Premonição 2,
de David R. Ellis

Final destination 2, EUA, 2003


Há no primeiro filme desta série uma tentativa (muito bem descrita num texto de Fernando Veríssimo) de retirar o filme de horror adolescente tradicional do seu molde tão fortemente estabelecido nos anos 80 (pelas séries Halloween, Sexta Feira 13 e A Hora do Pesadelo), segundo o qual jovens, filhos das melhores famílias americanas, são ameaçados pelos freaks desta sociedade, e precisam achar uma maneira de matar estes que os ameaçam (e a cada nova sequência descobríamos quão impossível isto seria). A bem da verdade, Premonição seguiria um pouco nos passos do Pânico, de Wes Craven, mas aonde este brincava com os estatutos do gênero como construção de linguagem e jogo de cinema, o filme antecessor deste que vemos aqui introduziu um outro elemento perturbador: a falta de um "inimigo a ser vencido", por assim dizer.
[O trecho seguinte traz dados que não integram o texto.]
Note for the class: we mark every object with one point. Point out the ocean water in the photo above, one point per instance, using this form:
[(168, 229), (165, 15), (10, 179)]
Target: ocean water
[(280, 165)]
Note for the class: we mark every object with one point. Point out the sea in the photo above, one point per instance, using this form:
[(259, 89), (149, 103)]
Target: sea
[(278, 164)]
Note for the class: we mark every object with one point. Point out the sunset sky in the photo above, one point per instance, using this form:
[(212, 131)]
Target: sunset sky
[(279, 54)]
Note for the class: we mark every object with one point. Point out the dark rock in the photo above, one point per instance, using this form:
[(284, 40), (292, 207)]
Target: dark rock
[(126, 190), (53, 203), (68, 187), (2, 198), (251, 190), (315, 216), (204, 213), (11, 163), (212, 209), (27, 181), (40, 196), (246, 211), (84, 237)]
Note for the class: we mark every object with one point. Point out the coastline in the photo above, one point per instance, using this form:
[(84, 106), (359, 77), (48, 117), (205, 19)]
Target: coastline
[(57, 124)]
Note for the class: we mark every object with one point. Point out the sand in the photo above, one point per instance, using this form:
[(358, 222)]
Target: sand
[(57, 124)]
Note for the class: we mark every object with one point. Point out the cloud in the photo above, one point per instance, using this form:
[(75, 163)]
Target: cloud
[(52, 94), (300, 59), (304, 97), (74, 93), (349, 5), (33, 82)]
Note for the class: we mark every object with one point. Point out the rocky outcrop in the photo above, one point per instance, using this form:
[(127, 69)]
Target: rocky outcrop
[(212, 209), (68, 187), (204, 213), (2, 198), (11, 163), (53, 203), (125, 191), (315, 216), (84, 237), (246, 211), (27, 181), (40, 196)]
Em Premonição, o assassino (por mais óbvio que isso pareça) é a Morte em si. Não numa encarnação física, mas numa série de regras predeterminadas das quais os jovens tentam escapar. Embora introduzisse esta questão eminentemente metafísica ("temos controle do nosso próprio destino e de nossa própria morte?"), logo o filme se entregava a um andamento menos conceitual e muito mais semelhante ao trabalho dos filmes citados no início, ainda que sem a presença física do assassino (embora um certo "ventinho" nas janelas preconizasse a chegada da Morte).

De fato, pode-se mesmo afirmar que em termos de estrutura narrativa, este filme não é tanto uma continuação e sim uma refilmagem alterada do primeiro filme. Mesmo o início é igual: um personagem (aqui, uma jovem; no anterior, um jovem) prevê um acidente (aqui, rodoviário; no primeiro, de avião), que acaba por acontecer, e uma série de pessoas se salva por causa da previsão. Daí, logo se percebe que os sobreviventes são "procurados" pela Morte, e tenta-se entender como fazer para evitá-la.
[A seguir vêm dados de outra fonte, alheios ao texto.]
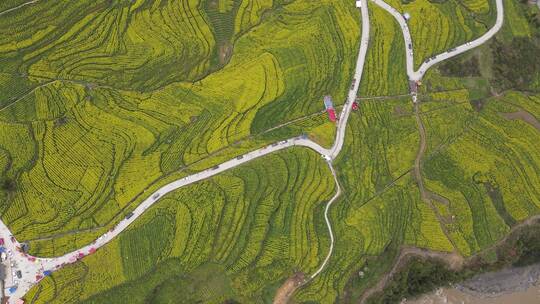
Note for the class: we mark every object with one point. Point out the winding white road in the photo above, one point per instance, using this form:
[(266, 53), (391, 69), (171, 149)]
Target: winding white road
[(428, 63), (33, 268)]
A diferença entre o primeiro filme e este pode ser mais simplesmente explicada por um simples dado biográfico: enquanto o diretor do primeiro era um veterano roteirista de Arquivo X e outras séries de TV no estilo, o deste filme entra no cinema como dublê. Ou seja: saem os climas esquisitos, escuros, e ainda eventualmente perturbadores, e entram as cenas elaboradas de assassinatos em sequência. O que o acidente aéreo do primeiro tinha de perturbador pela estranheza e clima claustrofóbico, o engavetamento tenta fascinar pela logística de produção envolvida, resultando numa sequência de pura hipnose cinética (lembrando muito a mega-perseguição de Matrix Reloaded no tipo de relação a estabelecer com o espectador).
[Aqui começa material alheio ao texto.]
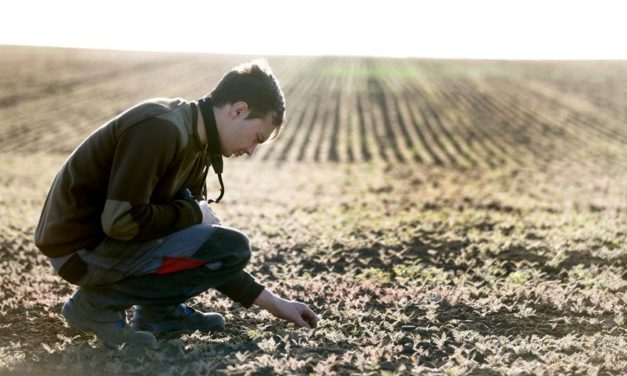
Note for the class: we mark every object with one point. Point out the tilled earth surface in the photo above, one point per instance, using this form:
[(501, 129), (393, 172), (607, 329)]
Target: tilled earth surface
[(409, 270), (448, 217)]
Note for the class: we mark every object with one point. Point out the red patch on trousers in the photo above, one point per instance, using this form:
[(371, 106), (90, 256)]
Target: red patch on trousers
[(176, 264)]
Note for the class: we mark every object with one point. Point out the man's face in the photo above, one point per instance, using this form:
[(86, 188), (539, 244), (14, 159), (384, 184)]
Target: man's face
[(244, 135)]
O problema para Ellis é que, uma vez que sua sequência mais emocionante fica logo no início, o resto do caminho se torna incrivelmente burocrático. E o jogo proposto ao espectador fica claro: imaginar as formas de morte mais criativas, inesperadas e fantásticas que se possa fazer. Reside aí talvez o único interesse do filme: uma vez estabelecida esta lógica, ele passa a funcionar quase como um cartoon, onde as cenas de morte lembram muito aqueles efeitos-dominó nos quais uma série de objetos vai criando uma sequência improvável de movimentos (terminando sempre, aqui, com alguma morte de teor muitas vezes cômico). Embora já houvesse sequências assim no primeiro filme (em especial a morte da professora), este passa a ser o tom dominante aqui.

Talvez o que mais se possa lamentar no filme é a absurda transformação da morte num fenômeno cheio de regras (para dar aos personagens objetivos claros, e não apenas existenciais), onde a "vitória" sobre ela passe a parecer uma brincadeira de gincana soturna. Com essa ideologia que aproxima o filme muito mais da lógica do filme de ação clássico (uma "missão" a se cumprir), ficam deixado de lado seus componentes mais assustadores e de clima. Mas, isso talvez não fosse tão problemático se o filme não tentasse seguidamente engatar conversações pseudo-profundas sobre o destino e nossa possibilidade de controlá-lo. Com uma imaginação totalmente infanto-juvenil, fascinada pelas maquinações e articulações dos jogos audiovisuais de morte e violência, o filme sente culpa de sua própria força-motriz (ao contrário, de novo, de Pânico), e busca "contextualizá-la" com um suposto conteúdo de discussão "séria". Acaba diluindo uma parte sem dar consistência a outra, e se torna tão somente "mais um".